10  Lists

You have a penguin. It has a species (character), a body mass (double), and a vector of bill and flipper measurements (also doubles). Try cramming all of that into a single atomic vector and R will coerce everything to character, because vectors are strict: one type, no exceptions (Section 4.3). The species survives, the numbers become strings, and the measurements lose their identity as a group. What you need is a container that keeps each piece intact, preserving its type and its shape, without flattening or coercing anything. R calls that container a list.

10.1 Why lists exist

Where a vector is homogeneous, a list is heterogeneous: each element can be a number, a string, a vector of arbitrary length, a function, or even another list, and all of them coexist without interference.

penguin <- list(
  species = "Adelie",
  mass = 3750,
  measurements = c(39.1, 18.7, 181)
)
penguin
#> $species
#> [1] "Adelie"
#> 
#> $mass
#> [1] 3750
#> 
#> $measurements
#> [1]  39.1  18.7 181.0

species is a character scalar, mass is a numeric scalar, measurements is a numeric vector of length 3. No coercion, no flattening. A vector could not hold these together without reducing them all to a single type; a list simply keeps each element as it was.

Technically, a list is a recursive vector, where “recursive” means its elements can themselves be lists, allowing arbitrary nesting. R’s documentation calls lists “generic vectors” to distinguish them from atomic vectors (Section 4.2), and typeof() confirms:

typeof(penguin)
#> [1] "list"

You already used a list in Section 7.3 when you stored functions as named elements. Lists are the same structure whether they hold numbers, strings, or functions, but accessing the right element requires care.

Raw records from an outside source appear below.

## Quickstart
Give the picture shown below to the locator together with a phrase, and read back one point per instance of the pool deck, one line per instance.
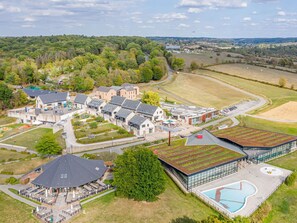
(266, 185)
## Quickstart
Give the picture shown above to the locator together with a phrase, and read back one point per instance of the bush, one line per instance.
(93, 125)
(290, 180)
(12, 180)
(122, 131)
(6, 172)
(99, 119)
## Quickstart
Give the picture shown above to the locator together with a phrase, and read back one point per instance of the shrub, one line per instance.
(93, 125)
(12, 180)
(122, 131)
(6, 172)
(99, 119)
(290, 180)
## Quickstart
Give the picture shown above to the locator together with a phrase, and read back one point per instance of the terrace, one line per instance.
(250, 137)
(194, 159)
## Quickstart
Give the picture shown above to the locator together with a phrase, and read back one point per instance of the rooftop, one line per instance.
(70, 171)
(194, 159)
(250, 137)
(80, 99)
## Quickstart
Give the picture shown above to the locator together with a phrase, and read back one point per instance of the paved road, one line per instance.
(4, 188)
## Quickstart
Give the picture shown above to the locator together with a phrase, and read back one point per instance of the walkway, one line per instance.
(4, 188)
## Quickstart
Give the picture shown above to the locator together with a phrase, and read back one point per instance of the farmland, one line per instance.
(257, 73)
(203, 92)
(191, 159)
(207, 58)
(275, 95)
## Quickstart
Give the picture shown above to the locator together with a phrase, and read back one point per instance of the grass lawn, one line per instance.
(287, 128)
(276, 96)
(257, 73)
(107, 136)
(15, 211)
(6, 120)
(200, 91)
(8, 154)
(171, 205)
(13, 129)
(28, 139)
(23, 166)
(283, 201)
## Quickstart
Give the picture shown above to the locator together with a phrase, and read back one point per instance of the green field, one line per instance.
(171, 205)
(207, 58)
(28, 139)
(276, 96)
(23, 166)
(257, 73)
(6, 155)
(287, 128)
(6, 120)
(203, 92)
(13, 211)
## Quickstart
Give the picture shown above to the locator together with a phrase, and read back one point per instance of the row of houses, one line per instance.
(133, 115)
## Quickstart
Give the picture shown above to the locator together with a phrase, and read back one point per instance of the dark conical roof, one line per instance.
(70, 171)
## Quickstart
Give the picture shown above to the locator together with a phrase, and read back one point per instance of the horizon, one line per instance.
(220, 19)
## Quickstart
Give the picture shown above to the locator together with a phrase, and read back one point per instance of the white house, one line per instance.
(81, 101)
(154, 113)
(140, 125)
(109, 111)
(52, 100)
(123, 116)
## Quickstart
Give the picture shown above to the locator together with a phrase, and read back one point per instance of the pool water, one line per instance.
(232, 196)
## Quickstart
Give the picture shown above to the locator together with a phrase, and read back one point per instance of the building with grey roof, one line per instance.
(52, 100)
(123, 116)
(109, 110)
(81, 101)
(154, 113)
(140, 125)
(117, 100)
(68, 171)
(34, 93)
(131, 104)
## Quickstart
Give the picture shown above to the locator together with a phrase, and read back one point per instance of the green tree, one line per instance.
(47, 145)
(194, 66)
(5, 96)
(139, 175)
(282, 82)
(151, 98)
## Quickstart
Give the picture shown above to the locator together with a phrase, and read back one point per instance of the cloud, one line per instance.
(209, 27)
(281, 13)
(182, 25)
(213, 3)
(168, 17)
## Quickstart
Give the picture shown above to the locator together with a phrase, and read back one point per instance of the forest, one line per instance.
(80, 63)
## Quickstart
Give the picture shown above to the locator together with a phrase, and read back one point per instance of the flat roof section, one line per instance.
(250, 137)
(194, 159)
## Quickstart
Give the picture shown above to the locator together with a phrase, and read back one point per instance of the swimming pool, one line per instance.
(232, 197)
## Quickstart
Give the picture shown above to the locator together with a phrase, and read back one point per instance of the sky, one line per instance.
(183, 18)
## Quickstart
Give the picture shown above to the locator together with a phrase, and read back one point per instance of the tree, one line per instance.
(282, 82)
(194, 66)
(47, 145)
(151, 98)
(139, 175)
(5, 95)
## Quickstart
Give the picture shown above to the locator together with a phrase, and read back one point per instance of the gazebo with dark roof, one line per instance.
(69, 171)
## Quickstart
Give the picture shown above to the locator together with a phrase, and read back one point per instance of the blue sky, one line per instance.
(211, 18)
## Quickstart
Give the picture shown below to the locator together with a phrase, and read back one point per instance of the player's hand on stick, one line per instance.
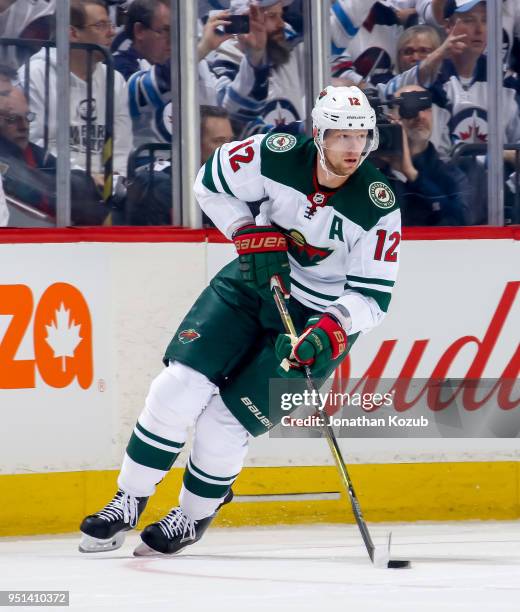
(262, 253)
(322, 340)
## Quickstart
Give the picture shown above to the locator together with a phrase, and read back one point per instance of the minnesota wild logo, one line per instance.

The lambda calculus already had this: λa.λb.λf. f a b is a pair encoded as a closure, with selectors λx.λy. x and λx.λy. y to get each element back. cons/car/cdr in Lisp; list()/[[/$ in R.

Exercises

  1. Create a list with your name (character), your age (numeric), and your three favourite colours (a character vector). Print it.
  2. What does typeof(list(1, "a", TRUE)) return?
  3. What happens if you use c() instead of list() to combine 1, "a", and TRUE? Why is the result different?

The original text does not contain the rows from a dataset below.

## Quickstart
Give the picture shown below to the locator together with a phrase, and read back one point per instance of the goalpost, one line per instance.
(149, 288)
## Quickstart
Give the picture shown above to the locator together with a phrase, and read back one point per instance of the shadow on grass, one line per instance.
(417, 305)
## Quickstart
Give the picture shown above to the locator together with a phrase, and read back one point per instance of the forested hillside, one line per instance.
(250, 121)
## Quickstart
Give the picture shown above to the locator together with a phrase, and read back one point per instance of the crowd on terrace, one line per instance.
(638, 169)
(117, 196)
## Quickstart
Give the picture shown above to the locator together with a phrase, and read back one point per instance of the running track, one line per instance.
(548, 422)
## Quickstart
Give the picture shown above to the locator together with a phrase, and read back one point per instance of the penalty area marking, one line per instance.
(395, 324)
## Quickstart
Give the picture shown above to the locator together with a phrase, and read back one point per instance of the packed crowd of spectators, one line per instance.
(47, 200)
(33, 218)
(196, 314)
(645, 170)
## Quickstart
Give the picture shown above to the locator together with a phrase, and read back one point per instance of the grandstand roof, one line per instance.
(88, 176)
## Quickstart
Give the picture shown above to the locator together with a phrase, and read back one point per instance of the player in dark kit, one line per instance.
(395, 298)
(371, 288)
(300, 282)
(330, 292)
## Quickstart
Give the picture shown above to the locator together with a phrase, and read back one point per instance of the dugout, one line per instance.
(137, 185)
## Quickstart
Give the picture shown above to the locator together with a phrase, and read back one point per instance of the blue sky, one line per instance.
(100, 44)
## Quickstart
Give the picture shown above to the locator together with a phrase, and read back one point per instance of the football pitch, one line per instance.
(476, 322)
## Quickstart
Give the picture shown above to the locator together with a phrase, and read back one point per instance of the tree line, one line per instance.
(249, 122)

10.2 Creating and accessing lists

10.2.1 Creating lists

list() creates a list, and elements can be named or unnamed:

named <- list(a = 1, b = "hello", c = TRUE)
unnamed <- list(1, "hello", TRUE)

Named elements are easier to work with because you can refer to them by meaning rather than position; unnamed elements force you to remember which slot holds what.

10.2.2 The train analogy

Think of a list as a train where each carriage holds its own cargo, and your choice of accessor determines whether you detach the carriage or reach inside it:

  • x[1] returns the first carriage still attached to the train. The result is a list of length 1.
  • x[[1]] opens the first carriage and pulls out what’s inside. The result is the element itself.
  • x$name is shorthand for x[["name"]].
Figure 10.1: x[1] returns the carriage (still a list); x[[1]] pulls out the cargo (the element itself).
x <- list(a = 10, b = c(1, 2, 3), c = "hello")

[ returns a sub-list:

x[1]
#> $a
#> [1] 10
typeof(x[1])
#> [1] "list"

Still a list, just a shorter one.

[[ extracts the element:

x[[1]]
#> [1] 10
typeof(x[[1]])
#> [1] "double"

Now it’s the number 10, not a list containing 10. This distinction is the single most common source of confusion with lists: [ keeps the container, [[ removes it.

$ works with names:

x$b
#> [1] 1 2 3
x[["b"]]
#> [1] 1 2 3

Both return the same thing. $ is convenient for interactive use, but [[ is necessary when the name is stored in a variable:

key <- "b"
x[[key]]
#> [1] 1 2 3
x$key
#> NULL

x$key looks for a literal element named "key", not for the value stored in the variable key. Whenever the name is computed or passed as an argument, you need [[.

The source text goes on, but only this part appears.